Laws of Investing - Part 2
Whether investment laws exist is part of a larger question of whether economic laws exist, because investment thinking is a subset of economic thinking. A 2013 article in the Atlantic concluded that “The Laws of Economics Don’t Exist.” My book One Hundred Economic Laws puts me in the opposite camp.
To say that economic/investment laws exist does not mean that they are identical to those of the physical sciences. The differences are considerable. We watch an apple fall from a tree, as Newton did in developing his notion of gravity. Ignoring for the moment the subtleties of Quantum Physics, our watchful eye does not influence either apple or tree. By contrast, when we watch billions of human beings making their decisions and taking their actions, which is the subject matter of economics and investing, what we see not only influences our own behavior, it may also influence the behavior of those we are watching. I discussed this in Are The Rich Necessary?
“ Assume that people study stock market history and decide that stocks are the best and safest place to put their money. What will they do then?
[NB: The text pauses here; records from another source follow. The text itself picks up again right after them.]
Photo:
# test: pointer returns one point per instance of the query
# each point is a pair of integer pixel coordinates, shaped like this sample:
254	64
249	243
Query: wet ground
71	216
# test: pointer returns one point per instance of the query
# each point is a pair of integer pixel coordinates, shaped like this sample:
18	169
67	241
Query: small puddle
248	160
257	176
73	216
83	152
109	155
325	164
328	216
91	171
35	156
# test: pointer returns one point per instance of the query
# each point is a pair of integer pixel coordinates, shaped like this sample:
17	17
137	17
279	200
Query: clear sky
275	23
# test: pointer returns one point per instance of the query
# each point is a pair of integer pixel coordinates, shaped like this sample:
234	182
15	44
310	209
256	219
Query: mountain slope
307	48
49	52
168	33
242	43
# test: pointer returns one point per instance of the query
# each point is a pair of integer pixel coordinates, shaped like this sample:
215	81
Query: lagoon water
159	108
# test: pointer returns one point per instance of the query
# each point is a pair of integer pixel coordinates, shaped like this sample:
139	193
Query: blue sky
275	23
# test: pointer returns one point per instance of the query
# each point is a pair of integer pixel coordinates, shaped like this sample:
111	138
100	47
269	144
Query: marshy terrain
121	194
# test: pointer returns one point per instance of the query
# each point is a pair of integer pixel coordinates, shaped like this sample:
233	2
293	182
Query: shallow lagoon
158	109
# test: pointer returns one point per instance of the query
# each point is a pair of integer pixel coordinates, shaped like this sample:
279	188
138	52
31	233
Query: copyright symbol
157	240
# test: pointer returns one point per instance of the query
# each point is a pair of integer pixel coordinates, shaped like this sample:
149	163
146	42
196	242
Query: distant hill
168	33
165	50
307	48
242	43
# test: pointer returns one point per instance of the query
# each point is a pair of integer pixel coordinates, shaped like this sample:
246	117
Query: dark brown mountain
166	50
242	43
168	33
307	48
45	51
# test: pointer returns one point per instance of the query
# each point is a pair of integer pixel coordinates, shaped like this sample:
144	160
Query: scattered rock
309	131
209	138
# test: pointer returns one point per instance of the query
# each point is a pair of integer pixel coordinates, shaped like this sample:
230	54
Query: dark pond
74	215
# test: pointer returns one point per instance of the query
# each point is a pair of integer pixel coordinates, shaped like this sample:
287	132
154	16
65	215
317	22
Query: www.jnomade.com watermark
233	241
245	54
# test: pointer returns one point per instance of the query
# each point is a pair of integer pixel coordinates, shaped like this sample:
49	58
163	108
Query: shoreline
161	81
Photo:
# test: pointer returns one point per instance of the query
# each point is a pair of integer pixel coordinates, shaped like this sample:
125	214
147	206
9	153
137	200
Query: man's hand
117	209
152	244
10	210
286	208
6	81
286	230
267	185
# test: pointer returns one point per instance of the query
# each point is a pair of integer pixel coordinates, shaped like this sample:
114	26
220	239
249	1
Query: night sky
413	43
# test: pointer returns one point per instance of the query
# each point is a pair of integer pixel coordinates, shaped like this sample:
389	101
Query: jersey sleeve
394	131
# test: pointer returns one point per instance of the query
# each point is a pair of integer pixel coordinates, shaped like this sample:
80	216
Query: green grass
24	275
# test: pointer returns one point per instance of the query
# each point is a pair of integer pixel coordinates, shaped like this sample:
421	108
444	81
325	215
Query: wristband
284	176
Naturally they will buy more and more stocks. But, by doing so together, they will [increase demand relative to supply and thereby] raise prices dramatically, and this will make stocks more and more risky. Eventually, almost all the potential buyers will already have bought, so that people who must sell (such as retirees) will have…[few] left to whom to sell. At that point, prices may collapse, leaving investors poor and bewildered.
This is not a hypothetical example. Something similar happened in the great American stock crashes of 1929, 1973, 2000, [and 2008].
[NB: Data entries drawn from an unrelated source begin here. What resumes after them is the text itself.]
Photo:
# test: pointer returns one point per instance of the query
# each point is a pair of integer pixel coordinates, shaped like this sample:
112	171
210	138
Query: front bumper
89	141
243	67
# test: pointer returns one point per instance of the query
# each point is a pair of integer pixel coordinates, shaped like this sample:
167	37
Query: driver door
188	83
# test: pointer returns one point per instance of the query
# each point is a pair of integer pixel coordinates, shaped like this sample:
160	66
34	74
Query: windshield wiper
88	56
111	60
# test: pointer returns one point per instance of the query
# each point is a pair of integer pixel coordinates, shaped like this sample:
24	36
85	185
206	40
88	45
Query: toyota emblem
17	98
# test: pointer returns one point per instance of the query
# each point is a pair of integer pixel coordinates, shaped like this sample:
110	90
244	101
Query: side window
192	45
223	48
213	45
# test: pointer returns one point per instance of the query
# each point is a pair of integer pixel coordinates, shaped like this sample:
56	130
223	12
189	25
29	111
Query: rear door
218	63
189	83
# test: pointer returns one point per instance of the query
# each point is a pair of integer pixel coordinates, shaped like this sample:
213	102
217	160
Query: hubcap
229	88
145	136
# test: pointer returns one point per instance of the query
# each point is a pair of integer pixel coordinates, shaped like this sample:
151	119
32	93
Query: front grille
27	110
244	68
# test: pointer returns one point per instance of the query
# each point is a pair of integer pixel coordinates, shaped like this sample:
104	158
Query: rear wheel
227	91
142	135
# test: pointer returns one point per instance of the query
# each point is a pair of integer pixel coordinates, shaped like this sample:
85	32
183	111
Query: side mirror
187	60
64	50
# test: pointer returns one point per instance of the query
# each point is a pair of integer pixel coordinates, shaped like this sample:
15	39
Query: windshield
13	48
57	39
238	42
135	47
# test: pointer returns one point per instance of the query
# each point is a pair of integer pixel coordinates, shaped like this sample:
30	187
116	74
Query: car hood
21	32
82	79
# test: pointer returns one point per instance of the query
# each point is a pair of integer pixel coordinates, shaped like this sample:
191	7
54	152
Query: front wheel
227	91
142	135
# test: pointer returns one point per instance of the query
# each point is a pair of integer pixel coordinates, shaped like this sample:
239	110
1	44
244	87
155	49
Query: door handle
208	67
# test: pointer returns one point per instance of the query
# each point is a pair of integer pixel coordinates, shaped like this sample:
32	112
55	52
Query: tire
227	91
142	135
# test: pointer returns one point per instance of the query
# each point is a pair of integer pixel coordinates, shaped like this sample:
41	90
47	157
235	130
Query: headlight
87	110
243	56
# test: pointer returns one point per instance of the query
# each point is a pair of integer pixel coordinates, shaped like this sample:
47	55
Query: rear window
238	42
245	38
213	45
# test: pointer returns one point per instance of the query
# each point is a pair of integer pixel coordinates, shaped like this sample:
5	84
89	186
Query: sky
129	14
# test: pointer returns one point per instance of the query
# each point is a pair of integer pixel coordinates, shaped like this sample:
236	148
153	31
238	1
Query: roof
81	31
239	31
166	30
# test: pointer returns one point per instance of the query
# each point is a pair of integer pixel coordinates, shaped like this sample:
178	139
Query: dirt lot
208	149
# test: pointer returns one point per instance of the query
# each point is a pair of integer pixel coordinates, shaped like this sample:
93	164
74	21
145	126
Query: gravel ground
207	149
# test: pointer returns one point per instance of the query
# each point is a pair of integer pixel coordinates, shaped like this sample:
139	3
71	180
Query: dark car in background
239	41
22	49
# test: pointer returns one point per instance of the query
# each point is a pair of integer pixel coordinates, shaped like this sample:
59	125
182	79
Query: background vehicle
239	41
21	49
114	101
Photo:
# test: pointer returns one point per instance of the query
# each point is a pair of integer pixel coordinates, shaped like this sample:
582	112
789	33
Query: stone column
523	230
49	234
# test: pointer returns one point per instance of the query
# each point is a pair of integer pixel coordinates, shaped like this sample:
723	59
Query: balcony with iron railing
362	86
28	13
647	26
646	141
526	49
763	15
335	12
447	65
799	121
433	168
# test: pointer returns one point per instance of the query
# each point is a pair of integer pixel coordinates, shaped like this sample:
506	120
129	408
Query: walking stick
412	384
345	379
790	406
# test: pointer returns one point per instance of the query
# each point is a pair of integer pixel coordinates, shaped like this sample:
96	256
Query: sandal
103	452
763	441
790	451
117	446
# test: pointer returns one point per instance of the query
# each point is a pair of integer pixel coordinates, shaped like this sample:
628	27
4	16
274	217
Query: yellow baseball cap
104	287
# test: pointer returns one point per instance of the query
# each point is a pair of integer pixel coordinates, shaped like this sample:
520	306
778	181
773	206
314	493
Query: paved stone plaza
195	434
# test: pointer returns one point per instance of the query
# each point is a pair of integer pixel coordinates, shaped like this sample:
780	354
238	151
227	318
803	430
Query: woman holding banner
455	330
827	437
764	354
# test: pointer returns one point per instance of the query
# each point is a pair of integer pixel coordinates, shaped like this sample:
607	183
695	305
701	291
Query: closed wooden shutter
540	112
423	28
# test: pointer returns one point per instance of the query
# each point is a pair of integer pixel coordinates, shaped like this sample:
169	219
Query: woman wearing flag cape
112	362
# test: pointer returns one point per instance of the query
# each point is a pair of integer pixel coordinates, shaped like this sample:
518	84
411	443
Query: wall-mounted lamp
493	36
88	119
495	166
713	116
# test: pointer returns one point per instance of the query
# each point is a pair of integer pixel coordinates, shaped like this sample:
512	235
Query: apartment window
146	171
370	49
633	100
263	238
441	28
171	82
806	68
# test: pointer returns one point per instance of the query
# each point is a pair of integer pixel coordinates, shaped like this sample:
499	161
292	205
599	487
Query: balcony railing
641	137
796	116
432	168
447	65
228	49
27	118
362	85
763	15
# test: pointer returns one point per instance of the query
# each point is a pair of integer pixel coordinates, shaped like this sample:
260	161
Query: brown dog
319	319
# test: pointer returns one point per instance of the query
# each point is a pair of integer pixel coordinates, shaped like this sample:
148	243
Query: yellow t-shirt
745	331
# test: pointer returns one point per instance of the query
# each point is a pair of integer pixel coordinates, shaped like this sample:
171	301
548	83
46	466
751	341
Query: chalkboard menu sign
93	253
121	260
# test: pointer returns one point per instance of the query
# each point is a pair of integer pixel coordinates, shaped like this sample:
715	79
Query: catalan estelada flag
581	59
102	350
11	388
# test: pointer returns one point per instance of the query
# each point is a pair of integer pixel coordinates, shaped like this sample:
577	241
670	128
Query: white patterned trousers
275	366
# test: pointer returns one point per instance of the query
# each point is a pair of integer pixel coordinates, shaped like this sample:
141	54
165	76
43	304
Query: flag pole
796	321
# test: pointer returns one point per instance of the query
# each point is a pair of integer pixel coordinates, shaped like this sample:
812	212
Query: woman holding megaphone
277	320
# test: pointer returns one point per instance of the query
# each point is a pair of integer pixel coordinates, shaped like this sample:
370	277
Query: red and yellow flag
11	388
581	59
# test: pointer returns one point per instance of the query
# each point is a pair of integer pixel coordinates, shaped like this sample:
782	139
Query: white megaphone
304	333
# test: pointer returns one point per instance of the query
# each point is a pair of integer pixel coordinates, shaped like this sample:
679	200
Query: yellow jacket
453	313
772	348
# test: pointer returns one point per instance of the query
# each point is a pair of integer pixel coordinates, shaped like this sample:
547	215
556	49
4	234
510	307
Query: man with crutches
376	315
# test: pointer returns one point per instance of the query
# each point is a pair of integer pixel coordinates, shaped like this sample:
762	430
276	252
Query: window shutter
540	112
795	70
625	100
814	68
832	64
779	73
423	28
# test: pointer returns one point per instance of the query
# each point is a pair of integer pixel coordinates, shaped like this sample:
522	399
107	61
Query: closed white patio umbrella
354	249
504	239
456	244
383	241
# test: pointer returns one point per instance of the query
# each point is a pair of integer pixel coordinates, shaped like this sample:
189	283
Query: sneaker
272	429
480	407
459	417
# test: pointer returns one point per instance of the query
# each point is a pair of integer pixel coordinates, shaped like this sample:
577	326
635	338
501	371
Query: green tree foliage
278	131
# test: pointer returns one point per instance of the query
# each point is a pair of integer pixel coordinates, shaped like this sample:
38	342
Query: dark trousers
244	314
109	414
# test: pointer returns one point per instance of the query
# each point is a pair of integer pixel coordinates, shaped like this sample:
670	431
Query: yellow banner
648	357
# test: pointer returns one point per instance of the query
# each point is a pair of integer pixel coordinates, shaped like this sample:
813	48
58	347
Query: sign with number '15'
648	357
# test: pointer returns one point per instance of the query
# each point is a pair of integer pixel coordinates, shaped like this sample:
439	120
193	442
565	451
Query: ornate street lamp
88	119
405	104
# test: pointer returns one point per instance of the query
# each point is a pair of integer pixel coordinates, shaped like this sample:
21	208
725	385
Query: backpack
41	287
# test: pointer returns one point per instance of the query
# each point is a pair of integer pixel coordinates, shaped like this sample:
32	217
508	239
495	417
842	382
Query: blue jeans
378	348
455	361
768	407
The lesson here is clear: just when we all decide that something is ‘true,’ it may cease to be true, at least for a time.
This can be generalized to: once a successful investment idea is very widely embraced, it is likely to start to fail. In this generalized form, it is easier to recognize as a well known logical error called “the fallacy of composition.” Because something is true for a partial sample (eg. the first investors) does not mean that it will be true for the complete sample (eg. all investors). For a list and explanation of several hundred such fallacies, I recommend Robert Gula’s little book Nonsense.
The preceding example should give us a clue about the nature of investment laws. Whether we refer to them as rules or principles or laws, they either reflect logical rules such as the “fallacy of composition” or are derived from such rules.
Logic need not be complicated. It tells us what should be self evident eg. It is oxymoronic to speak of a triangular square. A triangle has three sides, a square or other rectangle has four. It is less obvious, but equally false, to assume that what works for some investors will necessarily work for all.
Simple or complicated, logic is also a remorseless teacher. It teaches us to be orderly, organized, clear, relevant, consistent (at least not directly self contradictory), unemotional, and generally focused on external reality, not on our internal wishes.
A market, which is just an abstract term for the behavior of masses of people organized in a certain way, may be exceptionally emotional in the short run, but eventually must come to terms with reality. Investors try to use logic and its derivative rules/principles/laws to get to reality first.
Rationality works in investing not because markets are rational, but because they are so often irrational. If you read the often quoted statement by economist John Maynard Keynes: “Nothing is more suicidal than a rational investment policy in an irrational world,” you might want to know that it is a fake quote. It was attributed to Keynes by someone sixteen years after the economist’s death, and there is no evidence he ever said it. Having read the entire body of Keynes’s written thought in order to write my own book on Keynes, I can also tell you that it is not something he was likely to have said.